The summer holidays are here! My kids couldn’t have been more ready for them.

Just a few days before our kids broke up from school for summer, all three of my children were starting to flag. They were tired, weary, and in desperate need of a break.

Towards the end of term they got to the point where they didn’t want to go anywhere at the weekend. They wanted to stay at home and relax. This goes against all my natural instincts – when the sun’s shining we go out, but they were so tired and it’s unlike them not to want to go somewhere. They’re 9 and 7, and they’re exhausted!

I don’t remember being so exhausted as a child, but then I don’t remember the sheer amount of homework and additional pressures at such a young age either.

When did being a child become so exhausting?

Any parent with a child in Year 2 or Year 6 will know, May marked the month of the dreaded SATs. My middle child is in Year 2 and so faced the KS1 tests this year.

There seems to be a general consensus amongst the Year 2 parents that the exams are providing an unnessary stress to our little ones. Ben’s teacher is wonderful, I can’t praise her enough, and she goes out of her way to tell the children that all they can do is their best. But a class of six to seven year olds aren’t daft. They know from the mock tests during school hours, and the practice papers they are sent home with, that the school wants and almost expects them to do well.

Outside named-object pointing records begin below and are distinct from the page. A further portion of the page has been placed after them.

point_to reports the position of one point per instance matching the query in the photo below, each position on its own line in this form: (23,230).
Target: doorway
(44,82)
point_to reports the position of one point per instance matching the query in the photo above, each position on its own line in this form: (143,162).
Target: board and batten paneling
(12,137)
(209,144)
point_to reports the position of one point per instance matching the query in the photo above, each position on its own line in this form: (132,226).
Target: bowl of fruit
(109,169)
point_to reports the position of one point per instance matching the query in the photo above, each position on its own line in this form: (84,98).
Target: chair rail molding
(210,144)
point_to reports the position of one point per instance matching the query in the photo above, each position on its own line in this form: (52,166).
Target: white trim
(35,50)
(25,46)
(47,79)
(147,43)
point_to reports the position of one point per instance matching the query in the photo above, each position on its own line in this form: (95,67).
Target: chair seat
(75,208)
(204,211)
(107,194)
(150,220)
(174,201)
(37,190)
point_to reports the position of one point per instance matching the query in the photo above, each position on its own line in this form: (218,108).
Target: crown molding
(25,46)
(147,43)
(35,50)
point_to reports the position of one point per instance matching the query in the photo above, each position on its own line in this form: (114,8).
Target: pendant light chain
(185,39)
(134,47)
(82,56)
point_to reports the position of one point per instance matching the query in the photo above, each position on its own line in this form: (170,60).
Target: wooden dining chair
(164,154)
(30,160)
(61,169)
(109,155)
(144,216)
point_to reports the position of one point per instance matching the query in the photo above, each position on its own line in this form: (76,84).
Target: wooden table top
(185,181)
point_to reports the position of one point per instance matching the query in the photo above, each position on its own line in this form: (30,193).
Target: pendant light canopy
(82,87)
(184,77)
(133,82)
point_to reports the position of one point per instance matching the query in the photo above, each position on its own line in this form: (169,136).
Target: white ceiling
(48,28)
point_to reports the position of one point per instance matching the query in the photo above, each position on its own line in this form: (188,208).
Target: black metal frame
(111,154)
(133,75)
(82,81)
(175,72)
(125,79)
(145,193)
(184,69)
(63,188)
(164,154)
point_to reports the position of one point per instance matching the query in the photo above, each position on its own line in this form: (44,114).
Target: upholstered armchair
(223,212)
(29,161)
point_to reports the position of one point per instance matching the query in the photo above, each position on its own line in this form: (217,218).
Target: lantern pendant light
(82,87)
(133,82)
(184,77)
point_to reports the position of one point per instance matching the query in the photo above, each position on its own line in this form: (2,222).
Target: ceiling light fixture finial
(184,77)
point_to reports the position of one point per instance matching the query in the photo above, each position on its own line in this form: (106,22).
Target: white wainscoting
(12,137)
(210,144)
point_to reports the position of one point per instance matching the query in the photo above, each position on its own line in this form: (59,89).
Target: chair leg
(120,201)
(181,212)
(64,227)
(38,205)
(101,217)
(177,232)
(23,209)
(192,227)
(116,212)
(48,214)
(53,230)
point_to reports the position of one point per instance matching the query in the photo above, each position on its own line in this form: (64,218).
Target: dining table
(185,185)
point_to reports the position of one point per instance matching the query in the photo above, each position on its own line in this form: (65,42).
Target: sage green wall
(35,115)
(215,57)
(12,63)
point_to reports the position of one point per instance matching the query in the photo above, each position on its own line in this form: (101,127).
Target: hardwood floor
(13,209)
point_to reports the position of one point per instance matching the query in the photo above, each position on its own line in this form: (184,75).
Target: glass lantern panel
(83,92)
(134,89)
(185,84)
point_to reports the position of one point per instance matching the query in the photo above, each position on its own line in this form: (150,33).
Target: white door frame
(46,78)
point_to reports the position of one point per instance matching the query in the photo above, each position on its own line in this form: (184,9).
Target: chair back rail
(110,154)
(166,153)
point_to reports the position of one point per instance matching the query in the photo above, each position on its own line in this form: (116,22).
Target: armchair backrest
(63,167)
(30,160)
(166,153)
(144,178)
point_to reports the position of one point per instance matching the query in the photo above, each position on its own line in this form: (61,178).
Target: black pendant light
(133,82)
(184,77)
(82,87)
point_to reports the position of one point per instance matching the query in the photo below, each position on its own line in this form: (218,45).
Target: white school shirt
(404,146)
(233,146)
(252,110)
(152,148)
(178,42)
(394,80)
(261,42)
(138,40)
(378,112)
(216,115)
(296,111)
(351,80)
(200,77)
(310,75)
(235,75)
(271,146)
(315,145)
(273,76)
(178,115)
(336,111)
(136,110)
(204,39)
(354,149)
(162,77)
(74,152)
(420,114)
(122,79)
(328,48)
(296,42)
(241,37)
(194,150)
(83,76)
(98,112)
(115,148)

It’s causing unnecessary upset and for what? Teacher and school targets. That’s all. The teachers know the children enough to determine where they are in the class; they don’t need standardised tests to show them what they can and can’t do. I don’t blame the school for this, this is a nationwide issue. Thankfully it looks like they’re going to be scrapped.

It’s made me think though, are we allowing our children to just be children? The amount of homework the children get was a surprise to me when they started school. Even from Reception they were expected to read daily, and have Maths and English homework, or a research project. When are they supposed to just have fun?

It seems to me we expect far more of our children than we did in the past.

After school activities, school work, standards of behaviour… the expectations of them seem to be much higher than when we were kids.

The youth of today get a bad press and they’ll have you believe that children these days are surly, unruly entitled brats. But that’s not my experience of them.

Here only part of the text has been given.